We’ve been using Storm for some time now. It is quite easy to start using it in a local environment (e.g. your IDE), but it can be a bit daunting to install a cluster and then really understand what Storm is actually doing to execute your topology. The documentation has improved over time, and some blogs have appeared, notably the one by Michael Noll, that explain how Storm works. Nevertheless I still felt the need to explain to myself how Storm works and hopefully this will prove useful to others as well.
We’ll start with some Storm terminology. The following picture shows a topology:
- A topology is a description of a workflow. It defines how the code you write is put together and executed.
- A spout is responsible for data input. Storm does not impose any restriction on the source of the data. Hadoop, for example, wants the data to be in its own filesystem, HDFS. With Storm, you can use any data source you want as long as you’re able to write a piece of code for it that fetches this data. Typically, the input data comes from a queue such as Kafka or ActiveMQ, but databases, filesystems or web servers are also fine.
- A bolt is responsible for processing the data. It gets data from a spout or another bolt in the form of tuples. A tuple is a lightweight data format provided by Storm that you can use to wrap the data you actually need to process. A bolt either processes the input data and sends it out as another tuple (or set of tuples), or it stores it in some external system. This could be yet another queue, database, filesystem, etc.
- Storm 0.9 added the notion of a metrics consumer. It is often helpful to know what is going on in your topology. The Storm UI provides some insight, but this is on a general level, i.e. it shows how many tuples were transmitted between spouts and bolts, and how many were acknowledged or failed. It can’t tell anything about the internal state of your spouts and bolts, because that is application specific. This is where the metrics framework, and the metrics consumer in particular, comes into play. The metrics framework allows you to create metrics variables in your spouts and bolts. These metrics are transmitted to the metrics consumer. Like the bolts, it is then your responsibility to push these metrics to an external system for storage or visualization.
The architecture of Storm is illustrated by the following picture:
- There is a single master node that is responsible for the scheduling of tasks in the cluster. One process on this machine is called Nimbus, which performs the actual scheduling of tasks. Another process is the Storm UI, which can be used to view the cluster and the topologies.
- There are several slave nodes that actually execute your code. One process on these machines is the Supervisor, which supervises the process that actually executes your code (see below for more detail). Another process, new since Storm 0.9, is the Logviewer. It is now possible to use the Storm UI, pinpoint any problem in the execution of your code and then click through to the logfile on the slave node that executed the code.
- Storm uses ZooKeeper to perform cluster management. In a development environment, a single ZooKeeper node is fine. In a production environment, it is necessary to use three, five or more (2n+1) nodes.

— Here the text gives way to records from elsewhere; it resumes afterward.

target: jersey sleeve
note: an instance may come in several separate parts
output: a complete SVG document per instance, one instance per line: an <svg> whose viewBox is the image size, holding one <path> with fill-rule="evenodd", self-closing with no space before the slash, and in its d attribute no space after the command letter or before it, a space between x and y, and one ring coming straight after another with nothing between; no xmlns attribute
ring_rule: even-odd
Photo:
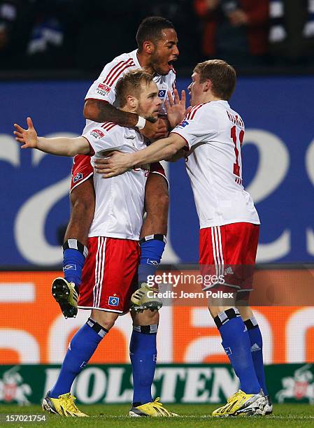
<svg viewBox="0 0 314 428"><path fill-rule="evenodd" d="M101 99L113 104L117 97L115 86L124 73L130 67L134 66L131 58L122 59L115 58L107 64L101 71L99 77L94 82L88 90L85 100L89 99Z"/></svg>
<svg viewBox="0 0 314 428"><path fill-rule="evenodd" d="M166 116L167 110L165 106L165 102L168 100L168 91L170 91L172 98L174 97L174 90L176 89L176 72L172 70L169 73L166 79L166 89L159 89L158 90L158 97L162 99L162 104L160 106L159 114Z"/></svg>
<svg viewBox="0 0 314 428"><path fill-rule="evenodd" d="M187 142L189 150L194 145L215 138L218 134L218 124L215 115L210 115L204 104L196 106L187 113L171 133L178 134Z"/></svg>

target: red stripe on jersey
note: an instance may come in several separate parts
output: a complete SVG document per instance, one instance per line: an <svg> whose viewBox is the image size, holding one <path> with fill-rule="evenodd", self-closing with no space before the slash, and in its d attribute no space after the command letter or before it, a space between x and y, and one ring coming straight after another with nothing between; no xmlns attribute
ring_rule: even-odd
<svg viewBox="0 0 314 428"><path fill-rule="evenodd" d="M192 120L193 119L193 117L195 116L195 114L196 114L197 111L197 110L198 110L199 108L201 108L201 107L202 107L203 106L204 106L204 104L200 104L199 106L197 106L197 108L195 108L195 110L194 110L193 111L193 113L192 113L192 115L191 115L191 120Z"/></svg>
<svg viewBox="0 0 314 428"><path fill-rule="evenodd" d="M202 106L204 106L204 104L197 104L197 106L194 106L194 107L192 107L192 109L190 110L190 112L187 113L187 119L190 119L190 120L193 119L193 117L194 117L195 113L197 113L197 111Z"/></svg>
<svg viewBox="0 0 314 428"><path fill-rule="evenodd" d="M194 110L195 107L196 107L196 106L194 106L194 107L192 107L192 108L191 108L191 110L189 111L189 113L187 113L187 115L186 115L185 119L190 119L190 116L191 116L191 114L192 114L192 113L193 112L193 110Z"/></svg>
<svg viewBox="0 0 314 428"><path fill-rule="evenodd" d="M124 67L122 67L121 70L120 70L119 73L116 75L113 80L110 80L110 83L108 84L108 86L111 86L112 85L113 85L117 78L121 76L121 74L123 73L123 71L124 71L124 70L126 70L129 67L133 67L134 65L135 64L134 62L131 62L131 64L128 64L127 65L126 64Z"/></svg>
<svg viewBox="0 0 314 428"><path fill-rule="evenodd" d="M104 124L101 125L101 128L106 129L106 131L109 131L111 128L113 128L117 124L113 123L113 122L106 122Z"/></svg>
<svg viewBox="0 0 314 428"><path fill-rule="evenodd" d="M129 59L127 61L120 61L120 62L116 64L111 69L111 70L108 72L108 73L107 74L107 77L104 80L104 83L106 83L106 85L108 85L109 86L109 81L110 81L110 80L115 74L115 73L117 71L117 70L119 70L119 69L120 69L121 67L123 67L123 66L125 64L129 63L130 61L133 62L132 59L131 58L129 58Z"/></svg>
<svg viewBox="0 0 314 428"><path fill-rule="evenodd" d="M121 70L121 69L122 69L125 65L129 64L134 64L131 58L129 58L127 61L122 61L122 62L119 63L118 66L115 67L114 69L113 69L112 73L110 73L110 76L108 76L108 78L106 79L107 85L108 86L111 85L111 80L113 78L115 77L115 74L118 73L119 71Z"/></svg>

Storm tries to make use of as much parallelism as possible. To achieve this, it uses multiple machines (supervisors), runs several Java virtual machines on each machine (workers) and uses many threads per JVM (executors). The following picture illustrates this:
The number of supervisors obviously depends on the number of machines you have installed the Storm supervisor process on. The number of workers each of these machines run is configured in the storm.yaml configuration file. By default there are four worker processes (JVMs) per supervisor, but this can be changed by adding port numbers to this file.
supervisor.slots.ports: - 6700 - 6701 - 6702 - 6703
The number of supervisors and workers that are useable by Storm are now set. Now we can tell Storm how we want to run our topology on this cluster:
We start by creating a Config object and setting the number of workers we want to use for this specific topology. In this case we selected two of them. Then we create a TopologyBuilder object and set our spout, our bolts and our metrics consumer. We can set two parameters that tell Storm how many to have of these components and how parallel they should be executed:
- The first parameter is the parallelism hint. This tells Storm how many executors (threads) should be used for this component. By default this number is equal to 1.
- The second number we can set is the number of tasks. This tells Storm how many times the component should be present in total. If the number of tasks is higher than the parallelism hint, then there will be executors that run more than one task serially. For example, when using a parallelism hint of 2 and a number of tasks of 6, there will be 2 executors that run 3 components serially. By default the number of tasks is equal to the parallelism hint.